The Tundra Enets language is the language of the Tundra Enets, one of the Enets languages. It is spoken in the villages of Vorontsovo, Karepovsk, Tukhard and Karaul in the Taymyrsky Dolgano-Nenetsky District of Krasnoyarsk Krai. The language is classified as Critically Endangered, with communication of the language not occurring.

==Linguistic characteristics==
The language has 6 vowel sounds: [i], [e], [a], [ɔ], [o], [u]. There are 21 consonant phonemes in the language: [b], [p], [d], [t], [dʲ], [tʃ], [k], [g], [Ɂ], [m], [n], [nʲ], [ŋ], [r], [z], [s], [ʃ], [x], [j], [l], [lʲ].

The Tundra Enets language is an agglutinative language. Nouns are characterized by the categories of nuclear and locative cases, denotation and number.

The sources of borrowed vocabulary are the Nenets, Nganasan and Russian languages; borrowings can be either adapted or unadapted.

==Functioning of language==
The language is used very sparingly in family and everyday communication, having been supplanted by Tundra Nenets and Russian.

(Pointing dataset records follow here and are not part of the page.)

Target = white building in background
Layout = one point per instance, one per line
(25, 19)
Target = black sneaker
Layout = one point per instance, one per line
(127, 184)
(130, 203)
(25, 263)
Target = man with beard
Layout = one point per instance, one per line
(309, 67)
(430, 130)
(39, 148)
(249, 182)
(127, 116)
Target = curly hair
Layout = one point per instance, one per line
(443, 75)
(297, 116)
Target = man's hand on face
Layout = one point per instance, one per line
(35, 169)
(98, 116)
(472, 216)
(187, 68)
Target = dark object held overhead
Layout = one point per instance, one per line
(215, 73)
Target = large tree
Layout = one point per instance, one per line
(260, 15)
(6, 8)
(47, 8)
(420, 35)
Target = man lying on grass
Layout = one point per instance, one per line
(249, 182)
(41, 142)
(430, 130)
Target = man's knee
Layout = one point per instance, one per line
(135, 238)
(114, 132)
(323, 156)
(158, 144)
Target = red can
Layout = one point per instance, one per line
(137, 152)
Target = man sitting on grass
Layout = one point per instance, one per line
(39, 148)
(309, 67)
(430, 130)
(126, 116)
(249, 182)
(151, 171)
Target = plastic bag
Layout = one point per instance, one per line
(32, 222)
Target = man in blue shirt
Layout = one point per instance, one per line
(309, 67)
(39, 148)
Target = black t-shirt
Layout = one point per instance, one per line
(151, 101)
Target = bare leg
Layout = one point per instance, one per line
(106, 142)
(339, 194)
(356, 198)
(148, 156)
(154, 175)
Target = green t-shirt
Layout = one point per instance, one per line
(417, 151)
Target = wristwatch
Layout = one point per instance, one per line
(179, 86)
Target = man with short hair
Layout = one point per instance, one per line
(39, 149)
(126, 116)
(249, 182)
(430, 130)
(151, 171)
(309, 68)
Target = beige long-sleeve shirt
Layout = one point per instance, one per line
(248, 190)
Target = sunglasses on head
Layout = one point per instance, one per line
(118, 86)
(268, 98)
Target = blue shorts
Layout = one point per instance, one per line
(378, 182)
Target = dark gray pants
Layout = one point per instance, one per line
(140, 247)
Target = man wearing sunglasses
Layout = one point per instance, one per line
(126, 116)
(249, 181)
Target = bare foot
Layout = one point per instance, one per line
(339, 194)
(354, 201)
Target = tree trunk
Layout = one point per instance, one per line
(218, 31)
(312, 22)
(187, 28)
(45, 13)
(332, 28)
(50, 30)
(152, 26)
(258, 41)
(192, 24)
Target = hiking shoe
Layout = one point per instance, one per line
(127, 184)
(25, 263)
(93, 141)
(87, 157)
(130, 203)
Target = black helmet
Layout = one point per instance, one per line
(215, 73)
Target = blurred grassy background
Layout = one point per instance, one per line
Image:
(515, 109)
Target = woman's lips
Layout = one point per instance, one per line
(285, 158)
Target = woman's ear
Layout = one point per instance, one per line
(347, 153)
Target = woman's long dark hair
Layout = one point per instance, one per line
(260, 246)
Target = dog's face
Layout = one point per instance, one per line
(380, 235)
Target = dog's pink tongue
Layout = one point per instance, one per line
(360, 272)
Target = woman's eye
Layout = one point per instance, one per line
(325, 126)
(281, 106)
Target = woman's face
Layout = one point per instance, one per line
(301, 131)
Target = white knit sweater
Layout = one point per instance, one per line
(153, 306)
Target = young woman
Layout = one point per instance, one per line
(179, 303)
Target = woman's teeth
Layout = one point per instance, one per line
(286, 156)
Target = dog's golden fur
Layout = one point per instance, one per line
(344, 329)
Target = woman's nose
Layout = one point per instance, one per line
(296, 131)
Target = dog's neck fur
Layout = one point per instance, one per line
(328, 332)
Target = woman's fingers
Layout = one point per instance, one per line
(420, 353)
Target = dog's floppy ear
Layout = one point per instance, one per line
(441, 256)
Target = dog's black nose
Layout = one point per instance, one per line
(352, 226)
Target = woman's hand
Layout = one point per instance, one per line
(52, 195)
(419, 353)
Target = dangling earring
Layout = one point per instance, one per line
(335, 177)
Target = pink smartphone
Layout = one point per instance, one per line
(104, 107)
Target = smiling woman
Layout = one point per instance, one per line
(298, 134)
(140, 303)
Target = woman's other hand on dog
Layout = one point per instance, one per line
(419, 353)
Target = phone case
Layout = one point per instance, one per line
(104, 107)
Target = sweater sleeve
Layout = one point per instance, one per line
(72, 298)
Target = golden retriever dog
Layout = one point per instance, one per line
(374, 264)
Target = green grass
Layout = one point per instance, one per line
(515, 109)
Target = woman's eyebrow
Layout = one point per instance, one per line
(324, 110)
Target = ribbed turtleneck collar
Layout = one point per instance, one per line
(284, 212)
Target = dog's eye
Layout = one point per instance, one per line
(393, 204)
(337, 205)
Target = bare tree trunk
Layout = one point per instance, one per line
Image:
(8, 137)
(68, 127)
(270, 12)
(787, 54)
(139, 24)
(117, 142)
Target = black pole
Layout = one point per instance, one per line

Transmission to children ceased in the 1970s. Unlike Forest Enets, Tundra Enets is not used in education.

The number of native speakers of the language decreased significantly due to migration in the 1930s from the lower reaches of the Yenisei River to the east, which led to assimilation by the Nganasans. Also in the 1970s, assimilation by the Nenets occurred due to the transfer of Vorontsov reindeer herders to the Tukhard tundra.